Lynda Cohen Loigman‘s new novel, The Matchmaker’s Gift: A Novel, was published in September. In the early 20th century, Sara Glikman has just emigrated to America with her family. Moving to the Lower East Side, she has recently discovered that she has a talent for making matches.
The problem is that she is a girl. The men who make a living doing the same thing are far from pleased that their competition is a young lady. After a decade of doing her work in secret, Sara has to find the courage to stand up for herself.
Decades later, Sara’s granddaughter Abby is a divorce lawyer, representing the rich and famous. A child of divorce herself, she takes a cynical view of romance. Soon after Sara’s passing, Abby inherits a series of journals that contains details of her grandmother’s matchmaking. As she begins to go through the pages, she begins to question her career choices and her opinion on love.

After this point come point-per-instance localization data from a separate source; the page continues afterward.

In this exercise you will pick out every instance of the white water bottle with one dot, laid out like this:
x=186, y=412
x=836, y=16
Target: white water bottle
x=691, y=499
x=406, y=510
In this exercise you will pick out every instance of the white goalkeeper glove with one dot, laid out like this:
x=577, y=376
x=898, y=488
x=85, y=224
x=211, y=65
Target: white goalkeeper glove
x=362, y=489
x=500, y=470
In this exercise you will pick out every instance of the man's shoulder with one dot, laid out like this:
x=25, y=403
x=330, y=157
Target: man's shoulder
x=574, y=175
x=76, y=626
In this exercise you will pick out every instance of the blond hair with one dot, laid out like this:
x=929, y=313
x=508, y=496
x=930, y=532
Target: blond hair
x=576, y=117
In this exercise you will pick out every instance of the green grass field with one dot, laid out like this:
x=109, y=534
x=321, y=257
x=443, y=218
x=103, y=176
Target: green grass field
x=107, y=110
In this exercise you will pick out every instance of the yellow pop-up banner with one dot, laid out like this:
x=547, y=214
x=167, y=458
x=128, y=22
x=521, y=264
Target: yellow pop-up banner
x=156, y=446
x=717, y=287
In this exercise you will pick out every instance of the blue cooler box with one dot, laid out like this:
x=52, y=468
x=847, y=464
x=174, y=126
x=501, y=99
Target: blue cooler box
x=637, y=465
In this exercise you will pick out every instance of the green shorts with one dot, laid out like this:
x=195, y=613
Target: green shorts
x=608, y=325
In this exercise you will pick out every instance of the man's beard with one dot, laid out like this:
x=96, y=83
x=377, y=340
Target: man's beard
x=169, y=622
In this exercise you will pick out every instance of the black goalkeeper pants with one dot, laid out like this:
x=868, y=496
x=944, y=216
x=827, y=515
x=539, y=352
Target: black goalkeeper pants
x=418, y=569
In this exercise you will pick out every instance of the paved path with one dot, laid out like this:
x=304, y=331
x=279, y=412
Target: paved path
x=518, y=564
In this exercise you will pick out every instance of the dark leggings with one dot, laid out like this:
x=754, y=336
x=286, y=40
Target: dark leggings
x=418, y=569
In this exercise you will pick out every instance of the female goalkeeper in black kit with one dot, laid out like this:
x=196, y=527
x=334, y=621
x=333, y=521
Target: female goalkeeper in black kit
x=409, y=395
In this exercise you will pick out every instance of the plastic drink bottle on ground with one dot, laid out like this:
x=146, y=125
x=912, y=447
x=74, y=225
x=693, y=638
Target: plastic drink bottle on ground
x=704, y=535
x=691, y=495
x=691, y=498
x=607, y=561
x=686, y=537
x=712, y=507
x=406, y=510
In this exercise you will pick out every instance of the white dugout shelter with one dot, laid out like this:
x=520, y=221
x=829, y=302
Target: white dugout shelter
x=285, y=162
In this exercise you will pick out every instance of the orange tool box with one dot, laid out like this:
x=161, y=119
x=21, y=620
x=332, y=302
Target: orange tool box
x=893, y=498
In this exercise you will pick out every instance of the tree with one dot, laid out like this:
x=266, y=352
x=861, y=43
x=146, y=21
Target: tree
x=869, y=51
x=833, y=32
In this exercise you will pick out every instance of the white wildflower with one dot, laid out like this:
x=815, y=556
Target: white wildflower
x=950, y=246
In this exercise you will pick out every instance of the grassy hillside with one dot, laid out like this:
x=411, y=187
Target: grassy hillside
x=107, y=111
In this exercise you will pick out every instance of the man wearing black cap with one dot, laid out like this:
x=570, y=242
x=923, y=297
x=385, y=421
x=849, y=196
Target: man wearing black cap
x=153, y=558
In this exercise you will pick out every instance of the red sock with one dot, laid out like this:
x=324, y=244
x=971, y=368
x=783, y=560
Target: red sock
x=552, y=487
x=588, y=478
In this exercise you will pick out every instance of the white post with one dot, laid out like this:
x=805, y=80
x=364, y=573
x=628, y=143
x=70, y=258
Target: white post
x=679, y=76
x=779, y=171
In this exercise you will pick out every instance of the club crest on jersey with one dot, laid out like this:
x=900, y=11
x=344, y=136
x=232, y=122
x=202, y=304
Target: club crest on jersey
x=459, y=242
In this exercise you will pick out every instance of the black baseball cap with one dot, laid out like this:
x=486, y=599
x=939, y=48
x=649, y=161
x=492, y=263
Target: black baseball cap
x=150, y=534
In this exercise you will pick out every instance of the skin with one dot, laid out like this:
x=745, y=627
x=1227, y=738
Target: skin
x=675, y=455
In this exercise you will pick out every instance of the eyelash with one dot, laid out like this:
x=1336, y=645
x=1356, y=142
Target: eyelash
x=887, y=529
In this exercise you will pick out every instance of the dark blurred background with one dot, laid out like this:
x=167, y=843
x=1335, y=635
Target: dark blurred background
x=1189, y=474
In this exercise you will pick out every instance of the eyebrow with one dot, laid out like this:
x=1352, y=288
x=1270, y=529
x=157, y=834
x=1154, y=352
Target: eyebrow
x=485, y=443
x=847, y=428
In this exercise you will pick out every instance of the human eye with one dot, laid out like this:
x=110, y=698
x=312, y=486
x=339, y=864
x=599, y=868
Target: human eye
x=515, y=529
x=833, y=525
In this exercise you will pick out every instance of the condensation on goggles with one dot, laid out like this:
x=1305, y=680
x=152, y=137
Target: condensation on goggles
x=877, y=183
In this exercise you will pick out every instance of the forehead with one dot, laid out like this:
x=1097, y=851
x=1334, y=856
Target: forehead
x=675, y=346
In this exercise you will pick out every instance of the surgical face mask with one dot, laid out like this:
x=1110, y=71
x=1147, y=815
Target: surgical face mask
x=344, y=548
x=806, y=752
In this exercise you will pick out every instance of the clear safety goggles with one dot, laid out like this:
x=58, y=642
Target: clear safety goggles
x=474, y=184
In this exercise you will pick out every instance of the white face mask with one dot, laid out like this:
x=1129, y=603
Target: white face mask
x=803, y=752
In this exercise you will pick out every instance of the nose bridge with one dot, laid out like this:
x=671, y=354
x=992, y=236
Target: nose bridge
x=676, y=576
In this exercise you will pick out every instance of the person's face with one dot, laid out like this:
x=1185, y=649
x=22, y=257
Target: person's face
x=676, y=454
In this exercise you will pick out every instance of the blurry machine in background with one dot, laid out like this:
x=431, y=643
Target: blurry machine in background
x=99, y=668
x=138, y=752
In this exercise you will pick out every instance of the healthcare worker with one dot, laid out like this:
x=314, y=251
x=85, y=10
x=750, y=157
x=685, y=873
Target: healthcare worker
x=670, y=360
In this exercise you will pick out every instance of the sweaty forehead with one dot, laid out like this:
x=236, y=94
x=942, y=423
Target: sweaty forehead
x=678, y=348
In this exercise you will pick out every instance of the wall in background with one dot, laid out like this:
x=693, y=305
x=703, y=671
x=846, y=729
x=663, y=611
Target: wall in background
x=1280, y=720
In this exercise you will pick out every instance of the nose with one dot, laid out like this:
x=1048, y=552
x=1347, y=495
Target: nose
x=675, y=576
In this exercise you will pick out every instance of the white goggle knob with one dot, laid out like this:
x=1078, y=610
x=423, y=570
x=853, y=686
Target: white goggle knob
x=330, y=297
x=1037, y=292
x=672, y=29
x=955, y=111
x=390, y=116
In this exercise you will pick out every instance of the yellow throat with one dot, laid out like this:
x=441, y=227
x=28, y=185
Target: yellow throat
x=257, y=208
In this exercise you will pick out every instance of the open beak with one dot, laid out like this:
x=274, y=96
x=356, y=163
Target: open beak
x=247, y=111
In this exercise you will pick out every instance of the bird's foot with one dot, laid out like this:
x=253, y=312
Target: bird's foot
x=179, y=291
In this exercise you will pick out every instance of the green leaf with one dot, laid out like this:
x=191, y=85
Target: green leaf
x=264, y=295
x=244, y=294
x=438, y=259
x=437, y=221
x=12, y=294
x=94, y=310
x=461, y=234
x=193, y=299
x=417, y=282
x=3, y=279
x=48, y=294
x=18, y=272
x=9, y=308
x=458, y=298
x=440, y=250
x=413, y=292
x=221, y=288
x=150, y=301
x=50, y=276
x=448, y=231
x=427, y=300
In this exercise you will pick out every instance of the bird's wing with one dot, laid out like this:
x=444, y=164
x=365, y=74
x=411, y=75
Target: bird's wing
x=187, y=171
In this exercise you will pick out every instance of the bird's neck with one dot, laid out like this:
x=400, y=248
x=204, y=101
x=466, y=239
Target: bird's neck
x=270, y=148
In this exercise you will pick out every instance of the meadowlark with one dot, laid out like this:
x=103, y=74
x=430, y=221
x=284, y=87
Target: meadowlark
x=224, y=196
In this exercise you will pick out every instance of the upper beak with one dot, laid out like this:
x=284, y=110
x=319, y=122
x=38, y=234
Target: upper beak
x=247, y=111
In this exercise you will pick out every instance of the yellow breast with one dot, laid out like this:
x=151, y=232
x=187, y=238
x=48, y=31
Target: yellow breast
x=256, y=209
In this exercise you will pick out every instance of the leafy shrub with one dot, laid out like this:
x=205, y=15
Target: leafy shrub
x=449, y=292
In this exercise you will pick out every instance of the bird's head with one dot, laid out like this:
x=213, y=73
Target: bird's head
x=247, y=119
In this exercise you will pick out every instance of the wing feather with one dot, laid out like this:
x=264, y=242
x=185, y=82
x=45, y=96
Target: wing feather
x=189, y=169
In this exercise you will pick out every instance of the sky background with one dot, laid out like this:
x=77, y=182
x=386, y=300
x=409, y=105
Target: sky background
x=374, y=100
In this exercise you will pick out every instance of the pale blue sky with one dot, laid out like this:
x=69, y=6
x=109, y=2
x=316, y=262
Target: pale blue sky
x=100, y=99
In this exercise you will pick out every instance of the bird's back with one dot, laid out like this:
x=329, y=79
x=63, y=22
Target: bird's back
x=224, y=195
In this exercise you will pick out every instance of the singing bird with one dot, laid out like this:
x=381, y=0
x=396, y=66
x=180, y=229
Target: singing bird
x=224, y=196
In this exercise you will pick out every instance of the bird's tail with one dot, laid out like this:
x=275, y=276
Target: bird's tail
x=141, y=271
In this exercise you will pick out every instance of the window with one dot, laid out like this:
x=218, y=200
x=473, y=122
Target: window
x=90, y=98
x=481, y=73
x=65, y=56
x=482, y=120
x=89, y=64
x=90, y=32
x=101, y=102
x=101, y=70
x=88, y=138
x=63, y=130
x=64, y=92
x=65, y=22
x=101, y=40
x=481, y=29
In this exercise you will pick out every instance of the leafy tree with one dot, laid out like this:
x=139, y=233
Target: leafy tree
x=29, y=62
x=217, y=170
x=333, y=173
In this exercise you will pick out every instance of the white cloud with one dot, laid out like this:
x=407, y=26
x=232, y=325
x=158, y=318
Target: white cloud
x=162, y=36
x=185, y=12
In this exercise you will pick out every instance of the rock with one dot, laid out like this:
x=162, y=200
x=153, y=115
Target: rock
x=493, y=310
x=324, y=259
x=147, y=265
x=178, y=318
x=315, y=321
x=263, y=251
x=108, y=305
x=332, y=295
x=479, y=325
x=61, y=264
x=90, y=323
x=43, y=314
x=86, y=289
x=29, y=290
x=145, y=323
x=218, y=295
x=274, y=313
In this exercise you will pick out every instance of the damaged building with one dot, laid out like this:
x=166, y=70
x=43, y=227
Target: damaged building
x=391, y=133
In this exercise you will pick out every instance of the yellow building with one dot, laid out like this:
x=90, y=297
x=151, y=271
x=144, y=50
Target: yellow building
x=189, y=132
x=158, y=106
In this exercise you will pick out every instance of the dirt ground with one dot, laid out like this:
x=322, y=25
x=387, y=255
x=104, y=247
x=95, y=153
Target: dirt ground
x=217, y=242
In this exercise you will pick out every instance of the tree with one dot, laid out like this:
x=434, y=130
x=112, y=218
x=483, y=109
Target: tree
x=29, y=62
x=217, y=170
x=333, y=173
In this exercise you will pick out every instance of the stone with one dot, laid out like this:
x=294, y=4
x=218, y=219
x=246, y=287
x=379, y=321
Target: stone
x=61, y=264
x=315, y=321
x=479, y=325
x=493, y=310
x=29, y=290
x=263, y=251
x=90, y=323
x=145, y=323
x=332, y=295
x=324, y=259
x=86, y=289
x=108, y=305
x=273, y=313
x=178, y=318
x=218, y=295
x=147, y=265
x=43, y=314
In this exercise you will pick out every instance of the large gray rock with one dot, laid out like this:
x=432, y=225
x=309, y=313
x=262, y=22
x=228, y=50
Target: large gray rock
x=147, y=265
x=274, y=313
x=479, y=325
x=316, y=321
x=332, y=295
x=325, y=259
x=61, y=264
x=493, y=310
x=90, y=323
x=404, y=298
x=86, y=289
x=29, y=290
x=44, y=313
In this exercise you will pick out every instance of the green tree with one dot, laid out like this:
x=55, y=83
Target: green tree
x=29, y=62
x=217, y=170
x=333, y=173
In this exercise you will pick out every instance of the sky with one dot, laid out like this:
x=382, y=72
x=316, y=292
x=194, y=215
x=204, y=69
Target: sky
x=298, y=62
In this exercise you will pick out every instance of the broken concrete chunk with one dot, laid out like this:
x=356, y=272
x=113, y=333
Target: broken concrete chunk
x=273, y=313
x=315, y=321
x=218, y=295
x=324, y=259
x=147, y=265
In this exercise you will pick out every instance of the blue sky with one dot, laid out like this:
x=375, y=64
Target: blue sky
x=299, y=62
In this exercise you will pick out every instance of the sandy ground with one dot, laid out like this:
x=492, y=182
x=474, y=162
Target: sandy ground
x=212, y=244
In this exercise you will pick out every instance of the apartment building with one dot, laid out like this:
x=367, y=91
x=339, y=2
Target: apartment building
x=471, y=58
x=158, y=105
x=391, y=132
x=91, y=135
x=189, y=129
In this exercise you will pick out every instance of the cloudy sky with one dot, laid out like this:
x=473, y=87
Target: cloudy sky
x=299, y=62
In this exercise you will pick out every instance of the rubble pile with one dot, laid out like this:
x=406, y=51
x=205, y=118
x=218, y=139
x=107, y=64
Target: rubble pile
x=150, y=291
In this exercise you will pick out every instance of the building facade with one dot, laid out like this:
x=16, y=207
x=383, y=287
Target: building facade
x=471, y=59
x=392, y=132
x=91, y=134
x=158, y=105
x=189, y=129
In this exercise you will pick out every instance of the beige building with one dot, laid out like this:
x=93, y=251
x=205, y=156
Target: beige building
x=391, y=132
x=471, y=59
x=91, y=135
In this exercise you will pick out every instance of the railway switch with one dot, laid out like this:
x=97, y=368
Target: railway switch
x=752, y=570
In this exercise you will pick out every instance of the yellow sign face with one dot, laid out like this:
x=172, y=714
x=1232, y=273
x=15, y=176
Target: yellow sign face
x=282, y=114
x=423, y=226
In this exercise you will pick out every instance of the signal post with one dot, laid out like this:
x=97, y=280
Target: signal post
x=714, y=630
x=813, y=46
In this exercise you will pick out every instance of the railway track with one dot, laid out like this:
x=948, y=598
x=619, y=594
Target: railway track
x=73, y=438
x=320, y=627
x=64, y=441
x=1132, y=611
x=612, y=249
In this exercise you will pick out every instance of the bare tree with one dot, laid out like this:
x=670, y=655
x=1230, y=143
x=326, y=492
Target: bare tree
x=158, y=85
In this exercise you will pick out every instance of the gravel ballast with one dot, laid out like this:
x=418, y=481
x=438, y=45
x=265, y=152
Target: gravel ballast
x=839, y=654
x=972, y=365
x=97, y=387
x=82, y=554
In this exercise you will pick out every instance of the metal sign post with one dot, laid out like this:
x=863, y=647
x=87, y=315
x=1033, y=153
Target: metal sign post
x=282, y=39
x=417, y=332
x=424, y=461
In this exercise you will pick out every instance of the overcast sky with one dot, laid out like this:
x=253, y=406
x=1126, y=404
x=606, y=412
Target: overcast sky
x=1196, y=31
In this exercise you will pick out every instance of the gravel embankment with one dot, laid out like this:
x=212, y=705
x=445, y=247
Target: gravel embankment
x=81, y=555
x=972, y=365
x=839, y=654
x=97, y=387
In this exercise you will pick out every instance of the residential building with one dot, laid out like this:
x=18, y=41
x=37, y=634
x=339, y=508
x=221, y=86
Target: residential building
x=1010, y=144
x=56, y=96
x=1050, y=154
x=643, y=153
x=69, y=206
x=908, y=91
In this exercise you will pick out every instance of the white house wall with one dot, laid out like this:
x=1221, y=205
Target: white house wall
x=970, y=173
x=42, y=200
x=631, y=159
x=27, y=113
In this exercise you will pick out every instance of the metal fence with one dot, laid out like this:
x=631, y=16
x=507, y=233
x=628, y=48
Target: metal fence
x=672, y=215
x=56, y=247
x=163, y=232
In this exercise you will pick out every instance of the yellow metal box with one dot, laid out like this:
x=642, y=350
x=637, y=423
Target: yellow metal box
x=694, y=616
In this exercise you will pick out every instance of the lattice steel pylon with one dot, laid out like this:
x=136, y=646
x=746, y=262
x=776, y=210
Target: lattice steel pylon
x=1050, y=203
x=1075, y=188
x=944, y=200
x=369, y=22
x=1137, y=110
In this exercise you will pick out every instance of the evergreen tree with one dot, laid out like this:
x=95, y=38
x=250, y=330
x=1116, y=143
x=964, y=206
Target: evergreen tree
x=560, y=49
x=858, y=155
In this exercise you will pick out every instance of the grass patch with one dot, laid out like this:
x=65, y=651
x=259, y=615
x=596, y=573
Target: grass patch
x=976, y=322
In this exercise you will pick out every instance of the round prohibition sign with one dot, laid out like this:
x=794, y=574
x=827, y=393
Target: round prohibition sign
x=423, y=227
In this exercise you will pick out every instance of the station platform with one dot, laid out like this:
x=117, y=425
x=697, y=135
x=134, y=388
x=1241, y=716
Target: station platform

I have been a fan of this author since her first book. Kudos to her for creating a dual timeline that is believable and easy to follow. In my experience (as both a reader and a writer), this is one of the harder narratives to craft. The balance between the individual stories while slowly weaving them together is akin to walking a literary tightrope. If one is out of balance, the reader is likely to walk away.
I loved it. It was compelling, entertaining, and inspiring. Sara is a proto-feminist, standing up against those who stand in her way simply because of her gender.
Do I recommend it? Absolutely. I would go as far as to say that this is one of my favorite new books of the year.
The Matchmaker’s Gift: A Novel is available wherever books are sold.